M28: Agent UX and streaming to a UI (Part D: Agentic Systems)

A correct answer delivered after eight seconds of blank screen feels broken. The same answer, with "searching..." then the words appearing live, feels fast and trustworthy, even if it took exactly as long. How an agent FEELS to use is part of whether it is good. Today you build the UX layer: the agent stops going silent and instead streams what it is doing (thinking, searching, writing) and the answer token by token, surfaces its citations and cost, and lets the user cancel a long run.

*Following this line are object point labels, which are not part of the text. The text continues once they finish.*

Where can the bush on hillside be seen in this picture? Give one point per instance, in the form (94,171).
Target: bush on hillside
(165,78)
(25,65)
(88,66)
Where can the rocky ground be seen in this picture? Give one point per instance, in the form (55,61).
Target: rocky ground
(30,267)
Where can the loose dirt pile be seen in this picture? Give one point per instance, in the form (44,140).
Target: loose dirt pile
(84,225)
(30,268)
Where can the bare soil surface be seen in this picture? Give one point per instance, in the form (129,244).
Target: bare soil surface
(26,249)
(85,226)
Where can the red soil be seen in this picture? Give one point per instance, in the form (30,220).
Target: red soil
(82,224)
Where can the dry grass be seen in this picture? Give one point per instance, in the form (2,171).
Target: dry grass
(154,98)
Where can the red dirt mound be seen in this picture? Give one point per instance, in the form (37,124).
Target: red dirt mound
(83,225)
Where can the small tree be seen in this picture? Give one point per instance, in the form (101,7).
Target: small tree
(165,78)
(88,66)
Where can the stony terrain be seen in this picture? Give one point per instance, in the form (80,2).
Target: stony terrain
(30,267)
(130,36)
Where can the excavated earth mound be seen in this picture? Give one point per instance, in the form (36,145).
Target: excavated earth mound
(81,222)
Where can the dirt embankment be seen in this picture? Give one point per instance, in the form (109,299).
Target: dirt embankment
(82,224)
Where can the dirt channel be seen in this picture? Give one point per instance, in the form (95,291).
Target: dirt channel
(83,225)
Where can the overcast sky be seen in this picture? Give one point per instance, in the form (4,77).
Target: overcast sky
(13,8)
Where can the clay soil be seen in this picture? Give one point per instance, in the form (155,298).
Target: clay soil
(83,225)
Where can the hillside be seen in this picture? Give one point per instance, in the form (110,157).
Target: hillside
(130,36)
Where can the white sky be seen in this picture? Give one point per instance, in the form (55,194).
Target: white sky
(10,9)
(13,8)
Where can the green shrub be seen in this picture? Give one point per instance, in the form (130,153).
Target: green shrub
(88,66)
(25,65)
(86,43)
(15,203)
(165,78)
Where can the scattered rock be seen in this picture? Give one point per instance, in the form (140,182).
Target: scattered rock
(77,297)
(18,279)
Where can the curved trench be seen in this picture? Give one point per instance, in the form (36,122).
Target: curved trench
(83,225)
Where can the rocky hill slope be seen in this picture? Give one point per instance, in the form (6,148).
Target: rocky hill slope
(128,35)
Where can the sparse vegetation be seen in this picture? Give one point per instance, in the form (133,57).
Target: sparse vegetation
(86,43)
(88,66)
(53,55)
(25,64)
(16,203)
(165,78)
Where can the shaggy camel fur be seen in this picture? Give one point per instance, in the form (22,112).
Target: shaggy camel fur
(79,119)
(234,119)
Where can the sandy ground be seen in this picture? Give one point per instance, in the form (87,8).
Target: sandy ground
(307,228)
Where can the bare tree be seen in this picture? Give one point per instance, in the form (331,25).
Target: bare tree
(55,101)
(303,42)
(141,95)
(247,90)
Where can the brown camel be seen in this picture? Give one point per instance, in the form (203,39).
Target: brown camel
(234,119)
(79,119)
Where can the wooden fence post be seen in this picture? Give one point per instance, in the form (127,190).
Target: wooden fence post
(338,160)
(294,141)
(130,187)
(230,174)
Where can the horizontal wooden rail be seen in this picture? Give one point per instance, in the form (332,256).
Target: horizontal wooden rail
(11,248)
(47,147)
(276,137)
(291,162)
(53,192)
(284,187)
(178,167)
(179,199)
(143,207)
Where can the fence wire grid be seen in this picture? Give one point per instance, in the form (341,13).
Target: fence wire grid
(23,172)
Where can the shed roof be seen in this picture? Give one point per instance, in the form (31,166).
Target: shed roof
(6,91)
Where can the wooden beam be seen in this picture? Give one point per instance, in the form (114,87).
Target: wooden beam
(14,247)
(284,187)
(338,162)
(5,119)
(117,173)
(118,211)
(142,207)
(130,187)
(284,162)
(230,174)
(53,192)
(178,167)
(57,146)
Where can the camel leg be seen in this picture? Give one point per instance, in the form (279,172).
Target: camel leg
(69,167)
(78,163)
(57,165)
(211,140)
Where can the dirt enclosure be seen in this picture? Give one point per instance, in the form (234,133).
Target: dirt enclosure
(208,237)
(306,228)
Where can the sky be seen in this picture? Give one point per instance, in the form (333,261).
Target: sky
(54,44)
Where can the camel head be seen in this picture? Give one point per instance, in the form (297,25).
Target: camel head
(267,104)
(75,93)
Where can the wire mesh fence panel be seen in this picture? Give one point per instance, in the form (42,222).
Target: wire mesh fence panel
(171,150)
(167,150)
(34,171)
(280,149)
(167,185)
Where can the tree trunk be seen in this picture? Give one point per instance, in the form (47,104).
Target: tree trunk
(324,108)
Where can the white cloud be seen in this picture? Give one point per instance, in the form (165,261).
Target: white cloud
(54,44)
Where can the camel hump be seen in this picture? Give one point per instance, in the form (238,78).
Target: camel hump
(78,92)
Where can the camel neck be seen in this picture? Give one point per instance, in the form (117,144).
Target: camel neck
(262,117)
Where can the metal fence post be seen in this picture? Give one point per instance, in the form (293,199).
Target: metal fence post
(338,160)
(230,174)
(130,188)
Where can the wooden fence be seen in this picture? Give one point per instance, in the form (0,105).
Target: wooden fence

Today's win: an agent that streams its progress and its answer live to a UI, shows sources and cost, and can be cancelled mid-run, demonstrated offline and over a real Server-Sent Events endpoint.

Today you will

See why perceived latency matters as much as real latency
Turn the agent into an event stream: status, tool, citation, token, cost, done
Stream the answer token by token so it appears live instead of all at once
Surface citations and cost in the UI (from M24 and M20/M25)
Support cancellation, and serve the stream over Server-Sent Events (SSE) with FastAPI

Run of show (about 55 minutes)

Time	What we do
0:00	Hook: the blank screen problem
0:05	The one idea: emit events as you work, render them live (read `notes.md`)
0:12	Lab Part A: run the streamed agent and watch progress, tokens, citations, cost
0:30	Lab Part B: cancellation, then serve it over SSE and read the wire format
0:50	Show: post your streamed run
0:55	Wrap

If you get stuck

Builds on M6 (streaming), M24 (citations), M20/M25 (cost), and M11/M18 (serving). The core lab runs offline, free, no key (a streaming mock). The SSE step needs fastapi plus uvicorn (from M11).
The key trick is a generator: chat_stream yields events as it works instead of returning one blob. If a consumer stops iterating, the agent stops, that is cancellation for free.
Nothing here can harm your computer. Read events.py to see the whole event vocabulary in one place.

Optional challenge

Open starters/add_event.py and add a UX event of your own: a step-progress indicator ("step 2 of 3"), a typing indicator before the first token, or a retry notice when a transient error is recovered (M22). Small touches like these are most of what makes an agent feel polished.